Hot wallets such as MetaMask, Trust Wallet, and Exodus allow users to take custody of their private keys through digital interfaces. These hot wallets are connected to the internet 24/7, which allows for quick access to funds for on-chain traders and exchanges processing customer transactions and withdrawals. This accessibility, however, comes at the cost of increased exposure to malicious actors. Hot wallets are vulnerable to attack techniques, including phishing attacks, clipboard malware, keyloggers, and man-in-the-middle attacks.

MetaMask, the most popular hot wallet, injects a global API called window.ethereum into web3 sites allowing users to access a set of Javascript functions to interact with the blockchain through a node. This allows websites to push transactions and messages to and from the user, read data from the blockchain that the wallet is connected to, and identify the user. This is critical for users to be able to interact with decentralized applications. Hot wallets also typically allow users to adjust gas limits, which enables them to prioritize their transactions for inclusion in a block in return for a higher transaction fee or to pay a lower gas fee for transactions that are not time sensitive.

Cold Wallets

Cold wallets, though they can be as primitive as private keys written on a physical sheet of paper, typically employ small hardware devices to store users' private keys offline. These cold wallets are generally more secure than hot wallets because they are only connected to the internet when they are in use. Even when connected to the internet, cold wallets typically sign transactions within their respective devices and broadcast that signature via the internet – meaning that the wallet's private keys are never exposed to the internet. Although cold wallets can still be subject to man- in-the-middle attacks, this makes them extremely difficult to compromise. This security advantage, however, translates to a disadvantage in terms of the speed of transaction execution.

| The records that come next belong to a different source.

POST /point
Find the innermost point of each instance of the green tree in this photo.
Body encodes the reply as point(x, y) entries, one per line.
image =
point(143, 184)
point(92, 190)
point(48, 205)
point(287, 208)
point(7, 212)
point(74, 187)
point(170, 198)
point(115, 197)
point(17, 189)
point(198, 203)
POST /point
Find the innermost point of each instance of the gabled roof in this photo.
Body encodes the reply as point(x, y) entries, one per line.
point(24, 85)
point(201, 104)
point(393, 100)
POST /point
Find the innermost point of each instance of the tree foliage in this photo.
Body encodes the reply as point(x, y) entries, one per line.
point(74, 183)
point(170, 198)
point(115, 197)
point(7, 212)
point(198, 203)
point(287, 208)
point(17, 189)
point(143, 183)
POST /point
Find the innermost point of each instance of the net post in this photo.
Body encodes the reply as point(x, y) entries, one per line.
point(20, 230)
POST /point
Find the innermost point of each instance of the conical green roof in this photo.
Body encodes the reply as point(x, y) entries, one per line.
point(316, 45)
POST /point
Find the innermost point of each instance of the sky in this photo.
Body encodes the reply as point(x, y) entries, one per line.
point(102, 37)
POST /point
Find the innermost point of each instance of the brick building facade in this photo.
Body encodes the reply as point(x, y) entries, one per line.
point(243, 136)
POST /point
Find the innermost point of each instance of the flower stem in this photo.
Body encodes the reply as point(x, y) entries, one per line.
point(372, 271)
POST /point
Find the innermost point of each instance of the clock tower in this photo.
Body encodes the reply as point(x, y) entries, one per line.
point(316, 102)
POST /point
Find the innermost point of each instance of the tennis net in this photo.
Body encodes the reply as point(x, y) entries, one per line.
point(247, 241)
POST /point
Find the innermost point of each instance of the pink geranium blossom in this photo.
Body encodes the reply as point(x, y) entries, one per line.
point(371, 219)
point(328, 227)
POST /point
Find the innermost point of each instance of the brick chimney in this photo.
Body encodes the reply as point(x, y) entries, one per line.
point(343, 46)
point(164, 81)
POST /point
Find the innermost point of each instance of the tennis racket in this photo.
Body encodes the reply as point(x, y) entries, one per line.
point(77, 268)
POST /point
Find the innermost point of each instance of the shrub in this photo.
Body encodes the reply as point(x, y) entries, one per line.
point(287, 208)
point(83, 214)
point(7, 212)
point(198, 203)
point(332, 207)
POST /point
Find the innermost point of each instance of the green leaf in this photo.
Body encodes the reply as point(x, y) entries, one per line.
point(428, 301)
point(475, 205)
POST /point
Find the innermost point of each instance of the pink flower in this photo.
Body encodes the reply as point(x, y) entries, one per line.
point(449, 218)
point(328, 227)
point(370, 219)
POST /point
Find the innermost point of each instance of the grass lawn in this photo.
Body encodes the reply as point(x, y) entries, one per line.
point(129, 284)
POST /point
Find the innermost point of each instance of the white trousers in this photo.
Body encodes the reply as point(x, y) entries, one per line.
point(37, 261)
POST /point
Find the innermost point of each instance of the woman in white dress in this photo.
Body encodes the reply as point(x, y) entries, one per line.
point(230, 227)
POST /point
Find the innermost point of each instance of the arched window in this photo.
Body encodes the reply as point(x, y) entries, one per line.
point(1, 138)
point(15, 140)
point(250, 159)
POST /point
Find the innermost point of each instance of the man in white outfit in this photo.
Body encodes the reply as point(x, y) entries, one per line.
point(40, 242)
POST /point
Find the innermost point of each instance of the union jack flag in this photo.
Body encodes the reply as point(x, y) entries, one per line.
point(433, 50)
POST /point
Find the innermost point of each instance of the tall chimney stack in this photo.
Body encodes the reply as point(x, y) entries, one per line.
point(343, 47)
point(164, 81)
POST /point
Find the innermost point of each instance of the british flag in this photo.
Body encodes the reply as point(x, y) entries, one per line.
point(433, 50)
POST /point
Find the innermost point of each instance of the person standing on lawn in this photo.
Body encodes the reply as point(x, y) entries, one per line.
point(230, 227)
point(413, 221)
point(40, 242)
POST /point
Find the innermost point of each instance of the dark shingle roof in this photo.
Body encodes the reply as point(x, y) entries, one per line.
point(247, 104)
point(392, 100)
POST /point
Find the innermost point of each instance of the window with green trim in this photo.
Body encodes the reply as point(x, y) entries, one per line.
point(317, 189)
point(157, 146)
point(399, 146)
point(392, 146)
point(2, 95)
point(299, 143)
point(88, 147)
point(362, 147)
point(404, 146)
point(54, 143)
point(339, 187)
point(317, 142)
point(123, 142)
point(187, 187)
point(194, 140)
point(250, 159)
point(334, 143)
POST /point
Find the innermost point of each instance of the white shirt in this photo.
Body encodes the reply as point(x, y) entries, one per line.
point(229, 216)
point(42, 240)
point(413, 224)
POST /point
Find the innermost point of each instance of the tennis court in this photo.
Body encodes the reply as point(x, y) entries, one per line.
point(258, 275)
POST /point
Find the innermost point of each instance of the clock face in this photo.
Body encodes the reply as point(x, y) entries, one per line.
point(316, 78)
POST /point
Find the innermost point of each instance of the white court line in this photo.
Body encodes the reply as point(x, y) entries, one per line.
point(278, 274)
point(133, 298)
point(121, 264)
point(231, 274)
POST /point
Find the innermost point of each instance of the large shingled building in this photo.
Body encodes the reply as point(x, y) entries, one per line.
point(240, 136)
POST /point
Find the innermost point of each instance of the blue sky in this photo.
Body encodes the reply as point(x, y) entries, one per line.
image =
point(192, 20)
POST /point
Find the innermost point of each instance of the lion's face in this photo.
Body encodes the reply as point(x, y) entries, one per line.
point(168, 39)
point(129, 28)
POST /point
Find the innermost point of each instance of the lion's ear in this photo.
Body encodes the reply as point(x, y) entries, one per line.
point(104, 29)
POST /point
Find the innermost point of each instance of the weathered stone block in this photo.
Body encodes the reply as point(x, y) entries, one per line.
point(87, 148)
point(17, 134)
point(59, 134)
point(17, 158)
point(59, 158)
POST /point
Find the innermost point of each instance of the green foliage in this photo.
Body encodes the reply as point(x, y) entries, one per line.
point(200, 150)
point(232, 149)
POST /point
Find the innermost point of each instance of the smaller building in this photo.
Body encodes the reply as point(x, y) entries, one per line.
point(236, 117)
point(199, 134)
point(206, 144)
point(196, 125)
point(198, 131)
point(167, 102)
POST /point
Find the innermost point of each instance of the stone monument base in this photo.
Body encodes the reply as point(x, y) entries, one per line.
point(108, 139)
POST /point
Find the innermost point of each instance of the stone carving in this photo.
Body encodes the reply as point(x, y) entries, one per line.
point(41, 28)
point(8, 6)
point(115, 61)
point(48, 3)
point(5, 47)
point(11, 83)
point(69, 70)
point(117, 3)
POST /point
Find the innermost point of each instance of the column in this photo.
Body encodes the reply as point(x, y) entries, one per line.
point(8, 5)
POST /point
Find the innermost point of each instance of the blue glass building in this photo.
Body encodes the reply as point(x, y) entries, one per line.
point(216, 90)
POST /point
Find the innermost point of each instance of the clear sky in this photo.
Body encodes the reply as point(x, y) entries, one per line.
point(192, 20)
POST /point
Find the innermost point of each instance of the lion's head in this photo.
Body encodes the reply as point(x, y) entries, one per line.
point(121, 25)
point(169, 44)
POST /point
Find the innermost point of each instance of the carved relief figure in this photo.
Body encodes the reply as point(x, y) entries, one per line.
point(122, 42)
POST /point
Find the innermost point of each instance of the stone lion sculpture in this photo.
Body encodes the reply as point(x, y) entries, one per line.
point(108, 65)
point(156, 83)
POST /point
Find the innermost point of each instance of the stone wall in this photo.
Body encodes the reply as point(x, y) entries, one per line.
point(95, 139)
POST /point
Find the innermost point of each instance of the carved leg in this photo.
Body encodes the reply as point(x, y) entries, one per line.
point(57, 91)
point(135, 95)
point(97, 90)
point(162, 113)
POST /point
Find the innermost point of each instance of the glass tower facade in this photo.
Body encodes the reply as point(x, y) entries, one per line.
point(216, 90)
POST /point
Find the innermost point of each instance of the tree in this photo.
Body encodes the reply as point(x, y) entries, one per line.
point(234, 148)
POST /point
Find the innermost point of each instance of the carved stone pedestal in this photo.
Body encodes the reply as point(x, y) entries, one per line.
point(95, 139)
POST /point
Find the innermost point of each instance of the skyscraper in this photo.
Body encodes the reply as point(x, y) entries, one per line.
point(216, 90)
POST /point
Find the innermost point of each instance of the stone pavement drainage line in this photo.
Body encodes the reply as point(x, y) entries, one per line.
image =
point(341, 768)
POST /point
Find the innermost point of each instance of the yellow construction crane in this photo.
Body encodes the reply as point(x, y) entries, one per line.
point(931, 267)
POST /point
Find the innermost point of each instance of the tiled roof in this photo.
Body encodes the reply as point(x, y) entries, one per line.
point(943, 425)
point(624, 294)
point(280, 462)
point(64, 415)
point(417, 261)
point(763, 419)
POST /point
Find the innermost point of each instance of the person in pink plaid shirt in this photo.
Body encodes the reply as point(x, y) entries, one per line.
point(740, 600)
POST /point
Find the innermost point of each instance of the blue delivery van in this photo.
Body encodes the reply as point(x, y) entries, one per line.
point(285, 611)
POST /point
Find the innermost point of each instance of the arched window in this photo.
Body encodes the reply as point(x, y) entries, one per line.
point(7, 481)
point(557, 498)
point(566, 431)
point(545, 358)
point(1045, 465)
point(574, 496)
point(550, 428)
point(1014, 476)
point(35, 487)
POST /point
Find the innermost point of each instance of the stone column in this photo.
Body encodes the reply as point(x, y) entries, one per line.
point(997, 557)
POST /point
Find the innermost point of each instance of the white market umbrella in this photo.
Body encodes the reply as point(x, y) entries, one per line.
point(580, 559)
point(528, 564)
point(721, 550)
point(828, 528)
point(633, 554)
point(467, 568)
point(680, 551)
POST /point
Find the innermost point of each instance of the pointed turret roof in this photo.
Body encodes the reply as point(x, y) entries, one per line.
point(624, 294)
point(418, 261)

Extra layers of security add more friction for executing transactions and are, thus, unsuitable for active trading strategies. For example, the slower execution flow typical of cold wallets may result in failed transactions on automated market makers (AMM) if the price moves outside the predetermined range before the transaction is picked up.

In addition to distinguishing between custodial and non-custodial as well as hot and cold wallets, Ethereum's Ethereum Virtual Machine (EVM) supports both externally-owned account (EOA)- based wallets and smart contract-based wallets.

EOA Based Wallets vs. Smart Contract Wallets

Ethereum Virtual Machine (EVM) compatible chains have two types of accounts - EOAs and smart contract accounts. EOAs are controlled by any user who holds private keys, whereas smart contract accounts are controlled by code. Smart contracts open up a new design space for wallets and can provide a more secure user experience than EOA-based wallets. Smart contract wallets allow native functionalities like social recovery, multisig security, multi-factor authentication, whitelisting contracts and addresses, bundled transactions, daily transaction limits, and emergency account freezing.